Katie Fox / Old Gold & Black
But perhaps this is asking too much. Maybe all I can expect from a gallery visit is a sense — a sense of color and shape, chaos and organization, form and formlessness. There is certainly a sense-experience to be had by visiting Explorations of Self. The works range from eerie (see John Simmons’ “Man With A Pistol”) to ethereal (Richard Mahew’s “Summertime”), and this juxtaposition can be disorienting. If sense is all that is to be gleaned from art, rest assured Explorations of Self will provide.
However, I tend to look for more than sense-experience in art (some would say I’m misguided in doing so). It seems that in removing a work from its social and political context, much is inevitably lost. To commit oneself to a purely sensual experience in an art gallery is to fail to consider art as a form of — frequently radical — political expression. In this light, Explorations of Self is highly political — as political as identity itself. Artists are seen grappling with the histories of colonialism, confluences of race and gender, pursuits of civil and political rights and systems of oppression that permeate the lives and lived experiences of Black and brown American artists.
Camille Billops’ untitled 1992 work (“Mammy’s Little Coal Black Rose”) is one such piece, subverting and intertwining racist and essentializing caricatures of Blackness, such as that of the blackface minstrel. Billops’ painting reflects how imagery and language compliment one another in perpetuating racist narratives.
The Hanes Gallery, located in the Scales Fine Arts Center, is currently host to the Explorations of Self: Black Portraiture from the Corchran Collection exhibit. The exhibit is comprised of works from Black American artists, featuring pieces from Lorna Simpson, Romare Beardon, Camille Billops and Jim Alexander (Katie Fox / Old Gold & Black)
Another work which brings history and identity into conversation is Jim Alexander’s photograph “Stars and Bars.” Alexander’s candid shot of a Black man adorned with a Confederate and American flag in Atlanta, Ga, is visually striking and symbolically primed. When asked by Alexander what the significance of the flags were, the subject reportedly responded, “get these off me.” Resembling an image from Robert Frank’s seminal book The Americans, “Stars and Bars” depicts an overlooked America, a synthesis of past and present and a juxtaposition between the polity and the individual.
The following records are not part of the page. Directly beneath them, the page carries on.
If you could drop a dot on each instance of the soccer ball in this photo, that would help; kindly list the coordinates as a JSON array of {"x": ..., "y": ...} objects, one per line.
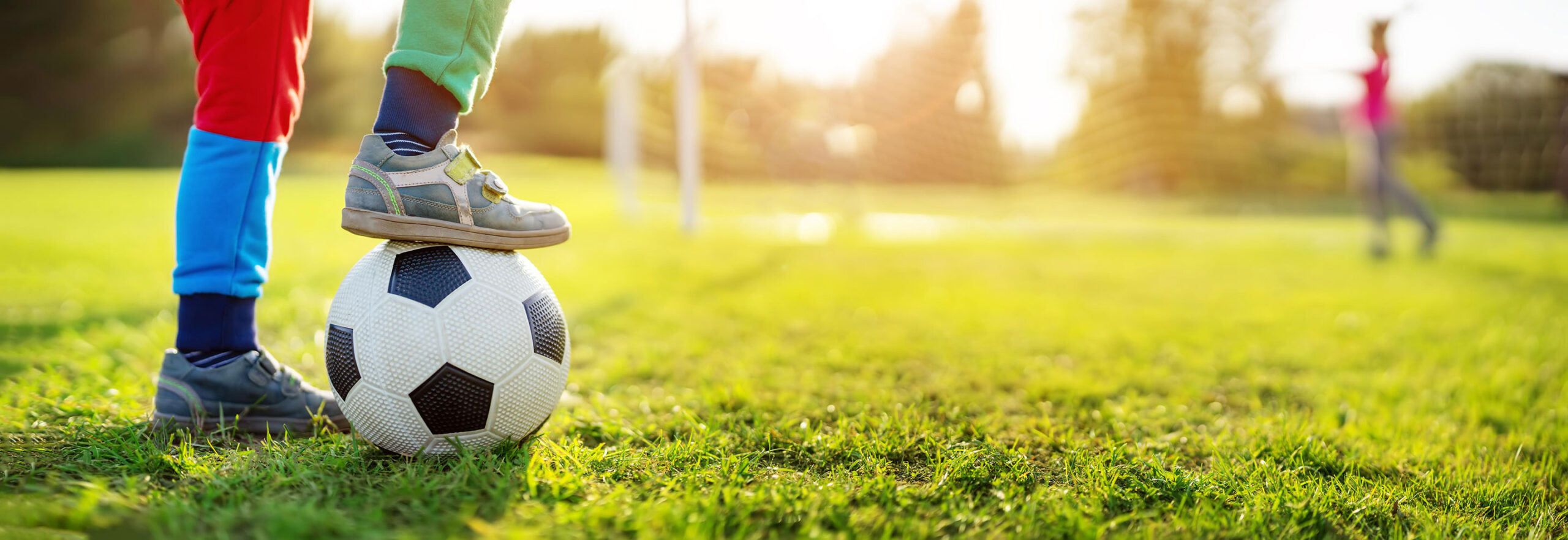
[{"x": 432, "y": 346}]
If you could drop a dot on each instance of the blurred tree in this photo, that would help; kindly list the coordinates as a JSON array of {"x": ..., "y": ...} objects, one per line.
[
  {"x": 546, "y": 94},
  {"x": 930, "y": 105},
  {"x": 1144, "y": 63},
  {"x": 1178, "y": 99},
  {"x": 94, "y": 82},
  {"x": 1498, "y": 124}
]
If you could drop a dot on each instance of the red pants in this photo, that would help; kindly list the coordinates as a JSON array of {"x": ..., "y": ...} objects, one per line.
[{"x": 250, "y": 57}]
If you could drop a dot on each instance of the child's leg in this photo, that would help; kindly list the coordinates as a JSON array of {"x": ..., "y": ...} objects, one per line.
[
  {"x": 248, "y": 84},
  {"x": 440, "y": 65},
  {"x": 412, "y": 181}
]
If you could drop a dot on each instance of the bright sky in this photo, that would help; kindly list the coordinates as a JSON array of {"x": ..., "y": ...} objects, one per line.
[{"x": 1029, "y": 41}]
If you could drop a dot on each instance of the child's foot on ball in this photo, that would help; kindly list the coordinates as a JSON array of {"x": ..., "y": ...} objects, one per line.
[
  {"x": 244, "y": 390},
  {"x": 443, "y": 197}
]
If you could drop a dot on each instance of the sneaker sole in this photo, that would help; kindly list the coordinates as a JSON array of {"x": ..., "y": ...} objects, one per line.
[
  {"x": 379, "y": 225},
  {"x": 251, "y": 424}
]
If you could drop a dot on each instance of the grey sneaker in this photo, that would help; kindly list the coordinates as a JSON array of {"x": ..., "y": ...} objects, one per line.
[
  {"x": 443, "y": 197},
  {"x": 253, "y": 393}
]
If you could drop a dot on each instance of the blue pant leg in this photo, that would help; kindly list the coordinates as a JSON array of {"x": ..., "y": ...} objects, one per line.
[{"x": 223, "y": 216}]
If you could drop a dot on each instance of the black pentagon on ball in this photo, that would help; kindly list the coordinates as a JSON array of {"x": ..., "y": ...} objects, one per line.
[
  {"x": 452, "y": 401},
  {"x": 342, "y": 370},
  {"x": 548, "y": 325},
  {"x": 427, "y": 275}
]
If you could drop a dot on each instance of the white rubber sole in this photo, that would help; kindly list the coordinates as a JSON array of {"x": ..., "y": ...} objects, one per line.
[
  {"x": 251, "y": 424},
  {"x": 380, "y": 225}
]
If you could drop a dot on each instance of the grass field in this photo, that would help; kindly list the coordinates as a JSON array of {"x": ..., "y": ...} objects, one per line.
[{"x": 1026, "y": 365}]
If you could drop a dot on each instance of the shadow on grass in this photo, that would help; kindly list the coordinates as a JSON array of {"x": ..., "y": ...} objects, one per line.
[{"x": 143, "y": 477}]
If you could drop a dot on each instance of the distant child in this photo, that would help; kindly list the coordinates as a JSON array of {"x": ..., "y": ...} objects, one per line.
[
  {"x": 412, "y": 181},
  {"x": 1376, "y": 129}
]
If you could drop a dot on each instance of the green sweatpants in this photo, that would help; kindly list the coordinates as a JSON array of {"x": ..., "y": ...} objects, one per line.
[{"x": 451, "y": 41}]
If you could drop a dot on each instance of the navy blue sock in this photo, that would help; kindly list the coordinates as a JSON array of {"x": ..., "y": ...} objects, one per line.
[
  {"x": 211, "y": 322},
  {"x": 415, "y": 112}
]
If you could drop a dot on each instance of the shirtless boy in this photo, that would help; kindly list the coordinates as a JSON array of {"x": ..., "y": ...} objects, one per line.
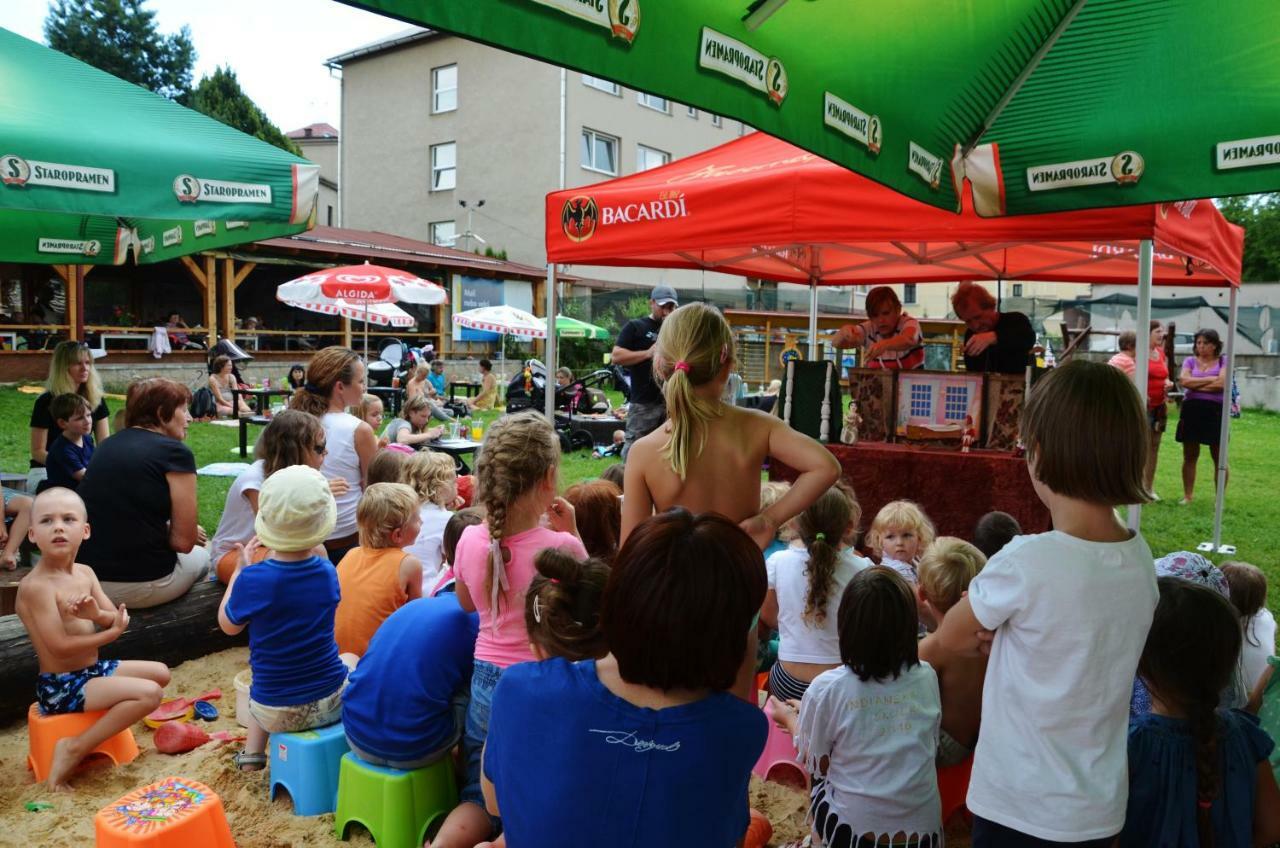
[{"x": 68, "y": 619}]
Katie Fox / Old Gold & Black
Explorations of Self: Black Portraiture from the Cochran Collection is as all-encompassing as it is narrowly focused — it is appreciative of the diverse ways in which Black artists have sought to portray identity and the Black quotidian, and succeeds in establishing a precise thematic subtext which facilitates a dialogue among the individual pieces. The exhibition is greater than the sum of its parts, a sign that it succeeds as a cohesive aesthetic and dialogic unit.